静岡県には天竜川、大井川、安倍川と大きな川があって、その上流部はどこも険しい山中であり、え?こんなところに?と言いたくなるような山と山のはざまに、ポツリポツリと10軒ほどの集落が隔離されたようにあるのが、国土地理院の地図で分かる。もちろん、グーグルマップでも分かる。空撮で見たらもっとよく分かる。
そういう集落を探すのが好きなのは私だけかと思ったら、ちゃんとテレビ番組で「ポツリと一軒家」なんていうのをやっていたりする。
孤立孤立と災害のたびに言うけれど、そういう集落は元々孤立していたのであり、電気とか車道とかができたら、孤立しているのが異常であることとして語られるようになる。
もっとも本当に完全に孤立していたわけではなく、昔はちゃんと人間が歩いて行き来しており、そこに住む人が農作物を出荷するために下山したり、逆に農作物を買い付ける人が下から上がってきたり、行商の人がいたりしていたのである。今の世の中で言う「孤立」というのは、電気が途切れて車が行けないということを指すようである。電気と車がないと生存できないと信じられている世の中である。
以上は前置きでありまして。
安倍川上流のとんでもない山奥に集落があるのを地図で発見して、
いや、発見したというと偶然見つけたようだが、そういう集落はないかと探した上で目星をつけ、車で登っていった。6月頃のことである。
それはほんとうにとんでもない山奥で、道の下は谷になっており、車で行くのがとても怖い。
こんな怖い思いをしたのは、10年ほど前に奈良県の十津川村に行って以来である。
しかしながら、その奥の里に住んでいる人は慣れているらしく、1台だけすれ違った車のドライバーは高年女性だったが、ぶーうーん、すいーっ、と絶壁のカーブを軽やかにすっ飛ばしていくのであった。
ひぇーっ。怖い。
そしてその山奥の集落にたどり着くと、人影が全くなかった。
集落はきれいに手入れされており、家々の庭も荒れているということはないけど、戸には雨戸が立てられたりして、全く住んでいる気配がない。
その「住んでいる気配のなさ」を感じさせる原因は何よりも、家庭菜園のなさであった。
こんな山間地では夏だったらキュウリやナスやトマトやササゲ豆やゴーヤーやピーマンやジャガイモなどは、必ず作っているものである。とりわけこんな下界から離れたところで暮らそうと思えば、そういう野菜がなければ不便で仕方ない。少なくともネギがなければ生きていけない。電気がなくても不便だが、ネギがないのも困る。ネギがあるだけで豊かな暮らしだと感じられると思う(ちがうか?)。冷蔵庫なんか作動しなくても、すぐそこで収穫できれば冷蔵庫は要らないのである。
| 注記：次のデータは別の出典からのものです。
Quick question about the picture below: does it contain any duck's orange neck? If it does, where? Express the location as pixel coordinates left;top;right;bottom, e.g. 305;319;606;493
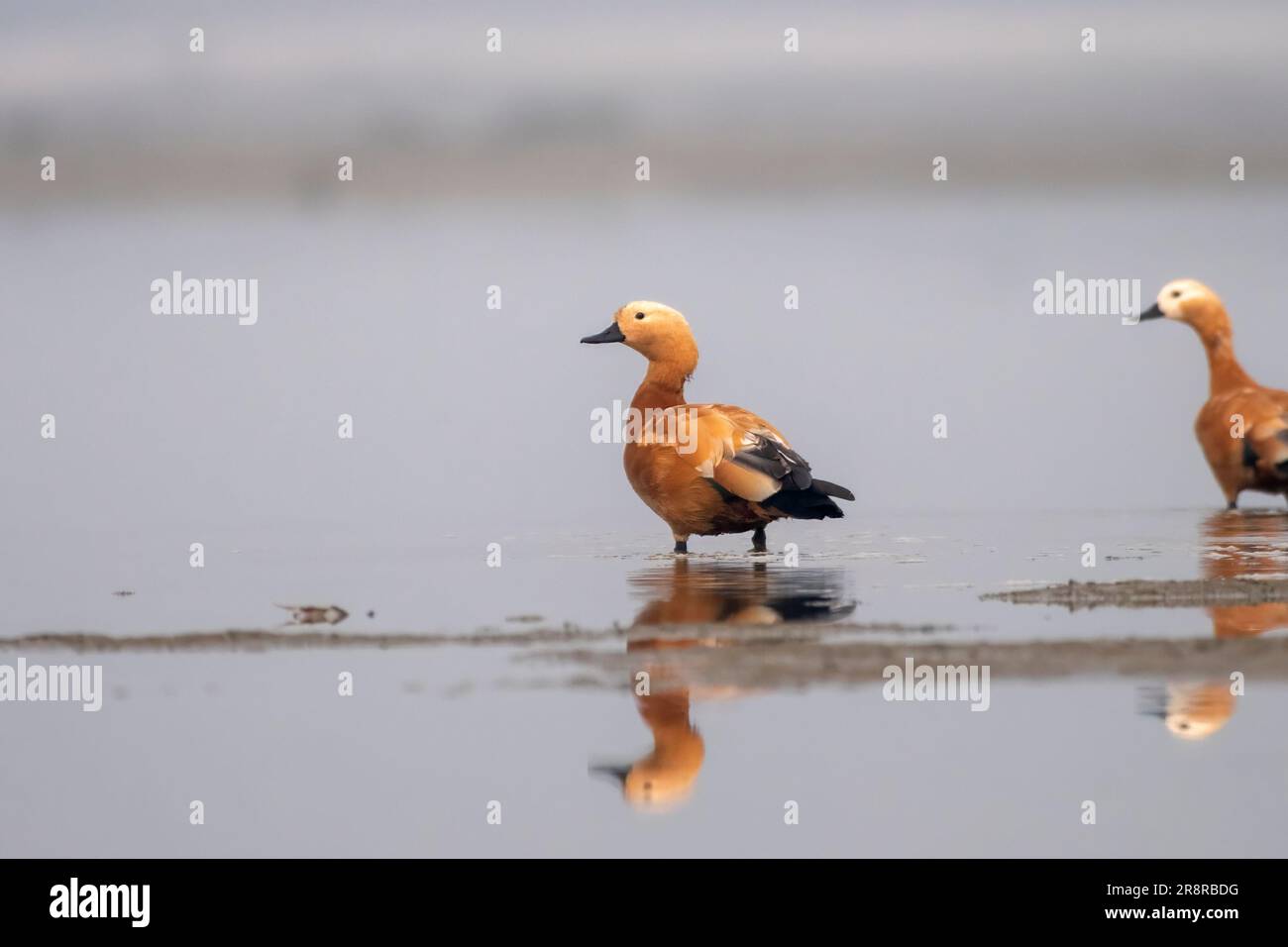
1201;333;1257;395
631;361;693;411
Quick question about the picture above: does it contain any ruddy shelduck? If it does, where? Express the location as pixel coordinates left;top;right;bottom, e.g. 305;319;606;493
583;301;854;553
1140;279;1288;510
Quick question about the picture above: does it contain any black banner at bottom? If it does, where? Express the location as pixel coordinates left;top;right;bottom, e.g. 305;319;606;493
0;860;1282;937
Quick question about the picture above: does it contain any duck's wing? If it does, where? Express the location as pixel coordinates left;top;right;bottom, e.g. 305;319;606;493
677;404;854;504
1223;389;1288;480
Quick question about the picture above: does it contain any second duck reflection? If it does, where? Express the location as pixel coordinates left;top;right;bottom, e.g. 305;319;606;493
1140;510;1288;740
591;559;855;810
その集落は一面が茶畑であった。静岡茶は天竜川と大井川流域だけなのかと思っていたが、安倍川もだと知った。茶畑は茶の収穫を終えて葉が伸び始めているのだった。明らかに、夏も近づく八十八夜頃に茶摘みを、……まあ茶摘みといってもアカネだすきの女の人が細い指で摘むんじゃなくてバリカンでガーッと刈る茶刈りかもしれないが、そういう仕事がされている現役の茶畑だった。ここの家の人たちは、元はここに住んでいたけど、さすがに不便なので下界に下りてしまって、でも茶畑があるので茶の収穫や手入れの仕事のときだけ上がってくるのだろうと思った。すなわちここは集落としてはもう棄てられたところ……? 廃村?
しかし。
もしかするとそもそもここは出作り集落なのかも、と思う。出作りとは、アルプスの少女ハイジの家のように、冬は街に住み、夏だけ山に別荘をつくって住みながらそこで山仕事をするのである。私の住んでいるところの近隣の長野県清内路村では出作りを行なっており出作り小屋があったらしい。
この集落の家は、小屋ではなくちゃんとした立派な家なので、何とも言い難いのだが、出作りでなかったら、もし定住するところだとしたら、どうしてこんな山奥に住み付いたのだろう。その必然性がよく分からない。あまりにも隔離されすぎている。
それを考え始めると、そもそもどうしてこの山奥に茶畑を作ったのだろうと思う。もっと手前に空地(山だけど)はいっぱいあるのだから、そこを切り拓けばよかったのに。
こんな山奥は大抵、平家の落人うんぬんとか言われるけど、そういう話は実感がなさすぎてどうも簡単に信じる気になれない。
静岡県の出作り集落についてネットで調べるも、出てこない。町史とか県史とか論文とか検索しないとだめっぽい。
*正面の山(谷の向こう)の上の方にも、隔離されたような集落があるのが見える。茶畑があるようだ。